9.3 SCANTERM: Using C Standard IO

9.3 SCANTERM: Using C Standard I/O

We presented in Chapter 6 the simple SCANTEXT program to scan through a stored string, byte by byte, looking for space characters as separators between words. That program, like many of our other illustrations, had no provision for I/O outside of the debugger.

We will rework the SCANTEXT program to add input and output from the "terminal" (i.e., the keyboard and display), using external calls to standard C library functions (Table 9-1). The new SCANTERM program in Figure 9-3 displays a prompt with puts, obtains a line of input using gets, counts the number of words and the total number of characters, and then prints a summary line containing two embedded numeric fields in decimal radix using printf.

We encourage you to study SCANTERM carefully, as it employs several useful techniques.
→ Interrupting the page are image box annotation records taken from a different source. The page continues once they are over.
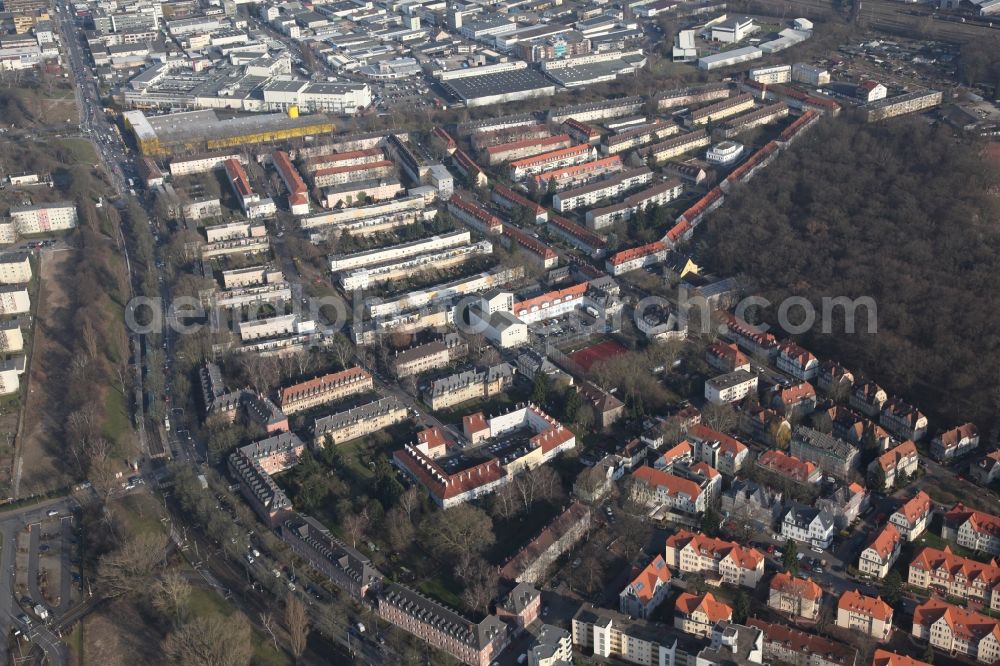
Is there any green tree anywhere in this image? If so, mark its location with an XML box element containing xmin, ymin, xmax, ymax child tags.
<box><xmin>882</xmin><ymin>569</ymin><xmax>903</xmax><ymax>605</ymax></box>
<box><xmin>733</xmin><ymin>590</ymin><xmax>750</xmax><ymax>624</ymax></box>
<box><xmin>781</xmin><ymin>539</ymin><xmax>799</xmax><ymax>575</ymax></box>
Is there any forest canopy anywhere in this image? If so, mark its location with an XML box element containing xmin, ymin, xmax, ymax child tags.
<box><xmin>696</xmin><ymin>119</ymin><xmax>1000</xmax><ymax>439</ymax></box>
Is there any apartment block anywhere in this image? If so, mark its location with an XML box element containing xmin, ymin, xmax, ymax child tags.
<box><xmin>10</xmin><ymin>201</ymin><xmax>77</xmax><ymax>235</ymax></box>
<box><xmin>0</xmin><ymin>252</ymin><xmax>31</xmax><ymax>284</ymax></box>
<box><xmin>313</xmin><ymin>397</ymin><xmax>409</xmax><ymax>448</ymax></box>
<box><xmin>912</xmin><ymin>599</ymin><xmax>1000</xmax><ymax>664</ymax></box>
<box><xmin>424</xmin><ymin>363</ymin><xmax>515</xmax><ymax>410</ymax></box>
<box><xmin>0</xmin><ymin>285</ymin><xmax>31</xmax><ymax>315</ymax></box>
<box><xmin>280</xmin><ymin>367</ymin><xmax>374</xmax><ymax>414</ymax></box>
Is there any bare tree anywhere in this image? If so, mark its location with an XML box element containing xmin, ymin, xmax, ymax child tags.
<box><xmin>285</xmin><ymin>592</ymin><xmax>309</xmax><ymax>660</ymax></box>
<box><xmin>153</xmin><ymin>569</ymin><xmax>191</xmax><ymax>625</ymax></box>
<box><xmin>163</xmin><ymin>613</ymin><xmax>253</xmax><ymax>666</ymax></box>
<box><xmin>344</xmin><ymin>511</ymin><xmax>368</xmax><ymax>548</ymax></box>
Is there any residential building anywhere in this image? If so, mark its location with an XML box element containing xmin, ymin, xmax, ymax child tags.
<box><xmin>771</xmin><ymin>382</ymin><xmax>816</xmax><ymax>419</ymax></box>
<box><xmin>912</xmin><ymin>599</ymin><xmax>1000</xmax><ymax>664</ymax></box>
<box><xmin>858</xmin><ymin>523</ymin><xmax>903</xmax><ymax>580</ymax></box>
<box><xmin>0</xmin><ymin>284</ymin><xmax>31</xmax><ymax>315</ymax></box>
<box><xmin>747</xmin><ymin>618</ymin><xmax>858</xmax><ymax>666</ymax></box>
<box><xmin>378</xmin><ymin>583</ymin><xmax>510</xmax><ymax>666</ymax></box>
<box><xmin>872</xmin><ymin>649</ymin><xmax>931</xmax><ymax>666</ymax></box>
<box><xmin>0</xmin><ymin>252</ymin><xmax>31</xmax><ymax>284</ymax></box>
<box><xmin>688</xmin><ymin>620</ymin><xmax>764</xmax><ymax>666</ymax></box>
<box><xmin>687</xmin><ymin>423</ymin><xmax>750</xmax><ymax>476</ymax></box>
<box><xmin>757</xmin><ymin>449</ymin><xmax>823</xmax><ymax>484</ymax></box>
<box><xmin>390</xmin><ymin>333</ymin><xmax>469</xmax><ymax>379</ymax></box>
<box><xmin>528</xmin><ymin>624</ymin><xmax>573</xmax><ymax>666</ymax></box>
<box><xmin>816</xmin><ymin>481</ymin><xmax>869</xmax><ymax>530</ymax></box>
<box><xmin>907</xmin><ymin>546</ymin><xmax>1000</xmax><ymax>611</ymax></box>
<box><xmin>424</xmin><ymin>363</ymin><xmax>515</xmax><ymax>410</ymax></box>
<box><xmin>500</xmin><ymin>502</ymin><xmax>591</xmax><ymax>585</ymax></box>
<box><xmin>767</xmin><ymin>572</ymin><xmax>823</xmax><ymax>621</ymax></box>
<box><xmin>719</xmin><ymin>478</ymin><xmax>784</xmax><ymax>527</ymax></box>
<box><xmin>789</xmin><ymin>426</ymin><xmax>858</xmax><ymax>479</ymax></box>
<box><xmin>313</xmin><ymin>396</ymin><xmax>409</xmax><ymax>448</ymax></box>
<box><xmin>931</xmin><ymin>423</ymin><xmax>979</xmax><ymax>460</ymax></box>
<box><xmin>573</xmin><ymin>604</ymin><xmax>702</xmax><ymax>666</ymax></box>
<box><xmin>705</xmin><ymin>370</ymin><xmax>757</xmax><ymax>405</ymax></box>
<box><xmin>941</xmin><ymin>502</ymin><xmax>1000</xmax><ymax>557</ymax></box>
<box><xmin>674</xmin><ymin>592</ymin><xmax>733</xmax><ymax>638</ymax></box>
<box><xmin>781</xmin><ymin>506</ymin><xmax>835</xmax><ymax>550</ymax></box>
<box><xmin>279</xmin><ymin>367</ymin><xmax>374</xmax><ymax>414</ymax></box>
<box><xmin>868</xmin><ymin>440</ymin><xmax>920</xmax><ymax>490</ymax></box>
<box><xmin>618</xmin><ymin>555</ymin><xmax>670</xmax><ymax>620</ymax></box>
<box><xmin>816</xmin><ymin>361</ymin><xmax>854</xmax><ymax>396</ymax></box>
<box><xmin>278</xmin><ymin>514</ymin><xmax>382</xmax><ymax>600</ymax></box>
<box><xmin>879</xmin><ymin>398</ymin><xmax>927</xmax><ymax>442</ymax></box>
<box><xmin>837</xmin><ymin>590</ymin><xmax>892</xmax><ymax>642</ymax></box>
<box><xmin>632</xmin><ymin>466</ymin><xmax>707</xmax><ymax>514</ymax></box>
<box><xmin>850</xmin><ymin>381</ymin><xmax>889</xmax><ymax>418</ymax></box>
<box><xmin>10</xmin><ymin>201</ymin><xmax>77</xmax><ymax>235</ymax></box>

We used symbols to facilitate setting up the data segment (e.g., IBUFL) and to identify the space character. Most of the program is composed of one big loop, starting at line and ending just above done. Line-oriented utility programs depend on exception handling by the operating environment to stop what would otherwise be an infinite loop. This program is halted if control-C is entered at the keyboard when gets is called, as Linux and Unix consider control-C to be an error condition for gets.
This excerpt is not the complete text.